Kosher. Dan used to say that a lot, and I never knew what the hell it meant.
In any event, I knew I had to stick by my word. God forbid Mom ever found out her youngest son had ventured through the Snake River Woods alone. Or that Dan had allowed me to do so.
She would undoubtedly kill us both. Slowly.
With our mother, that was only slightly an exaggeration.
****
There’s something I should tell you about Darlene Mackey. I’m not ashamed of it, though when I was young you would have been hard-pressed to get me to talk about it at all.
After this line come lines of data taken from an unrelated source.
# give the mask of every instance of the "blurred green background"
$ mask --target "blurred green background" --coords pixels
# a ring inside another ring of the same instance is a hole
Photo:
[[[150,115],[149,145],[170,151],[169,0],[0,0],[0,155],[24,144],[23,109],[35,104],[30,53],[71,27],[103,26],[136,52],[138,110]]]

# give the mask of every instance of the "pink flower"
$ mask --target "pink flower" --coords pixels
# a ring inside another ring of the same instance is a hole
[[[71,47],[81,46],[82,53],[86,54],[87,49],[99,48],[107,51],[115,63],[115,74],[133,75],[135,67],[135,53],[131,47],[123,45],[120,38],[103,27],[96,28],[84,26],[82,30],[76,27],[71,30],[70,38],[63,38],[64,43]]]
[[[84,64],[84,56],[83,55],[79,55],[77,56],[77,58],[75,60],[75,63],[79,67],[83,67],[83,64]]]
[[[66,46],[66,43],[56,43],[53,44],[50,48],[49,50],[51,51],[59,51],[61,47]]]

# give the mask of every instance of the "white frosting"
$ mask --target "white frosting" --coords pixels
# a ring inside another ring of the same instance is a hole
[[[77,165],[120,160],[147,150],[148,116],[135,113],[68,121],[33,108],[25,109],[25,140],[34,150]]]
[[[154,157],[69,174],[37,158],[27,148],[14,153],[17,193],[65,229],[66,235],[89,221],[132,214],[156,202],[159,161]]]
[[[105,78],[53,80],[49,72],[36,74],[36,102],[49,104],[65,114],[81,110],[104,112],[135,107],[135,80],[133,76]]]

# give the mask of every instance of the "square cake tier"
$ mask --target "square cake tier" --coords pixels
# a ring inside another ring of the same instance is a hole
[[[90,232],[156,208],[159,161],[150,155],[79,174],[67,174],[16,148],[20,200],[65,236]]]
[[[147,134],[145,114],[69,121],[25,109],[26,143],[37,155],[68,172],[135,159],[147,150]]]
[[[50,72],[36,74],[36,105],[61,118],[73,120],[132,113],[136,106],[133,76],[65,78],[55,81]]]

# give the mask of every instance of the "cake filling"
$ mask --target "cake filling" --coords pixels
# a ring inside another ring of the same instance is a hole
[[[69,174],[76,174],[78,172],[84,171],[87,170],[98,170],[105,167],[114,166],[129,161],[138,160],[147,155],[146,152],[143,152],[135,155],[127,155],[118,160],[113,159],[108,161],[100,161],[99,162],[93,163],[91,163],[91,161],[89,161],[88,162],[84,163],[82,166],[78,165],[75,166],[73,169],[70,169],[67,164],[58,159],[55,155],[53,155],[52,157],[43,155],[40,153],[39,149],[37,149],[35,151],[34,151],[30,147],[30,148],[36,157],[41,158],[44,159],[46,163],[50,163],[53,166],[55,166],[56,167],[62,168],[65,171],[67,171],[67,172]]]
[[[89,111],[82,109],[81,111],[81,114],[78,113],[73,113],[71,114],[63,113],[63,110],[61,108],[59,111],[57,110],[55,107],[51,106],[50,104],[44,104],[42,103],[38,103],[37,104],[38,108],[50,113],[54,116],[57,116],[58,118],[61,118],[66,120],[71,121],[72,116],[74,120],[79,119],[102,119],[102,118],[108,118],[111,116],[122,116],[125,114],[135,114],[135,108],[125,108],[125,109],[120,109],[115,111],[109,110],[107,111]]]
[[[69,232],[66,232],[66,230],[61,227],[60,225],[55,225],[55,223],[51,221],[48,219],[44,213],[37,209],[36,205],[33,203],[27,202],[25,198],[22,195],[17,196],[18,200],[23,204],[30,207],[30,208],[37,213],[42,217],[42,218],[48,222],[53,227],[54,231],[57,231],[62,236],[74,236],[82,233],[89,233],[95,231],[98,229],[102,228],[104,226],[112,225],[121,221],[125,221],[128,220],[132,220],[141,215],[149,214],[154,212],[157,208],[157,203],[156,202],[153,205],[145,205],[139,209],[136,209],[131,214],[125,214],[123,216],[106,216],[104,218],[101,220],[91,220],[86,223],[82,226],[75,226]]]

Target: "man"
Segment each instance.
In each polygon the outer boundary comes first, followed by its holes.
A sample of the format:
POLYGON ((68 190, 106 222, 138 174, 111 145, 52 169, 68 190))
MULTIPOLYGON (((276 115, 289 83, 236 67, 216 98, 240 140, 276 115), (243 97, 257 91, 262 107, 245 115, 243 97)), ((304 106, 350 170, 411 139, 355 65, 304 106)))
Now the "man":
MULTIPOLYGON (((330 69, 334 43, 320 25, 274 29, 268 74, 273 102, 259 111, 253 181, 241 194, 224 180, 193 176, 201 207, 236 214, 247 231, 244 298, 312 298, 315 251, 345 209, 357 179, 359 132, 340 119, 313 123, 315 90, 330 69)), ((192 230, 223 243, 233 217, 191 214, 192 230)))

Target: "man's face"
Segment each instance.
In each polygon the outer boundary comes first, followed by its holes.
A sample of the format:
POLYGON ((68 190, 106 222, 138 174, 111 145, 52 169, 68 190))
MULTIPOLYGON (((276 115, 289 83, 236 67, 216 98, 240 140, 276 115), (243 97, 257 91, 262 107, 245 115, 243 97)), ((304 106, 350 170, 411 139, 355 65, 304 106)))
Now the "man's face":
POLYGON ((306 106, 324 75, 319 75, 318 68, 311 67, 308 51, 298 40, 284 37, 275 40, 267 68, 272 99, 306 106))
My mother was an alcoholic, a die-hard alcoholic who would continue to be such until the day she died. It was that very disease what killed her, in fact. Don’t get me wrong—I loved my mother. I know she did the best she could under the circumstances, raising my brother and me all by herself. She worked long, hard hours in the local woodworking plant to support her family. But nothing had been quite the same in the Mackey household since the day that man in Dad’s division showed up decorated with all his fancy stripes and medals to tell Mom her husband was dead. I think after my father died she built a frigid wall around her heart so nothing could get in or out. And she turned to the bottle to help her deal with it all.